We want to improve the UX of this page so it’s useful and users will pay attention for it - this prevents ‘surprises’ as users run out of quota. It should also be made customizable enough so it can be used for quota purposes. This requires upstream contributions to JupyterHub.

This isn’t a complete overhaul of the page - only an incremental improvement + some customization hooks.

Definition of Done

Risk Factors

Estimates

Task

Lower Estimate

Upper Estimate

UX mockup

8h

8h

Human readable progress messages

24h

32h

Allowing hooks to inject progress messages

24h

32h

Allowing some progress messages to terminate spawn

24h

32h

Upstream co-ordination overhead

24h

32h

Total

104h

136h

People needed

Notes

Demo Reel

  1. More UX friendly spawn page for everyone on the earthscope production hub

Deliverable 5: Integrate Library from (2) into JupyterHub spawning process

Overview

During the JupyterHub spawning process, we know what amount of resources (Memory and CPU) the user is requesting.
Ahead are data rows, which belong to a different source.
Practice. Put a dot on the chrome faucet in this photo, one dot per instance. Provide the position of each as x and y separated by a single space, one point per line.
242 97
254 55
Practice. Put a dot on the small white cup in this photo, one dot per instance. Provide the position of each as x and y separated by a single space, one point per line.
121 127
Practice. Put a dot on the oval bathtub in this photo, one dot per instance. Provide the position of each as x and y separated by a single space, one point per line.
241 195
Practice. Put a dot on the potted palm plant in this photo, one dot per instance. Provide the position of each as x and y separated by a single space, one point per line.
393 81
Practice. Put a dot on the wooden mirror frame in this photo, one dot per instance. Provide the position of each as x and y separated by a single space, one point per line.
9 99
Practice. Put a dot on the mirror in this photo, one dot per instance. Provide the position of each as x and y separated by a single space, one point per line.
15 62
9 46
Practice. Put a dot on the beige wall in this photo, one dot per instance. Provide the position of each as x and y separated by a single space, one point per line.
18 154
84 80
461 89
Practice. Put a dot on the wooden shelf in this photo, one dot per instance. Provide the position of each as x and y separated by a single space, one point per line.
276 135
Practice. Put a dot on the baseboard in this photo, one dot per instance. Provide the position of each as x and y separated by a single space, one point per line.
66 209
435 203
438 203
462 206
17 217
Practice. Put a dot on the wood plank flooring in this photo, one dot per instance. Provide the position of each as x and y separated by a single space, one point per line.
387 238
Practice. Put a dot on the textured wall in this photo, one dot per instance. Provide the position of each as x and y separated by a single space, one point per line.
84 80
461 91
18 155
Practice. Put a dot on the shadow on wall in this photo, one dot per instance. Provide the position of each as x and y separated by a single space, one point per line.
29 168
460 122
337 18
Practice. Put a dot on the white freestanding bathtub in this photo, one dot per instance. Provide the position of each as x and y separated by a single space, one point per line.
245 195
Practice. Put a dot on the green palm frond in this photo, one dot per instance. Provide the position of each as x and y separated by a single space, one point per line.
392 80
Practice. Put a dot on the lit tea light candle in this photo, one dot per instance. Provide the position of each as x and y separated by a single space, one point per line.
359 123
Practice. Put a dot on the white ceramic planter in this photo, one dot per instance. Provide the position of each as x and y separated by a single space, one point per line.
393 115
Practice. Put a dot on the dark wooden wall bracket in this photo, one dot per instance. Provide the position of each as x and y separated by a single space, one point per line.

Based on the quota configuration, if this should be allowed:

  1. We note how much quota the user has consumed, and how much they have left as a ‘progress message’

If it should be denied:

  1. The server is not started

  2. A configurable message should be shown to them about this denial, with information on how they can request more quota (by being added to different groups)

Definition of done

Estimates

Task

Lower Estimate

Upper Estimate

Integration work

24h

32h

Documentation

8h

8h

Total

32h

40h

People needed

  1. App eng to build out all the hooks and functionality

  2. Infrastructure eng to roll this out to our infrastructure

Demo Reel

  1. Full quota system working and testable in the staging earthscope hub

Deliverable 6: Production roll-out

Overview

So far, we would have deployed to staging clusters and tested. We will need to

Definition of Done

Estimates

Task

Lower Estimate

Upper Estimate

Coordination with Earthscope

8h

8h

Support and monitoring

8h

40h

Total

16h

48h

Risk factors

People needed

  1. App eng to fix any issues that may arise

  2. Infrastructure eng to support app engineers in this process

Demo Reel

  1. Full quota system working and testable in the earthscope production hub

Cloud vendor considerations

There should be no cloud vendor specific parts here - everything should work across cloud vendors.

People working on this

This project would require capacity from:

  1. Tech Lead

  2. Infrastructure Engineer

  3. App Engineer

In addition, it would also consume cycles from our project management folks.

Timeline

Some of this work can be done in parallel, depending on availability of capacity.

Based on when we start this, I roughly expect 2-4 months to drive this to completion.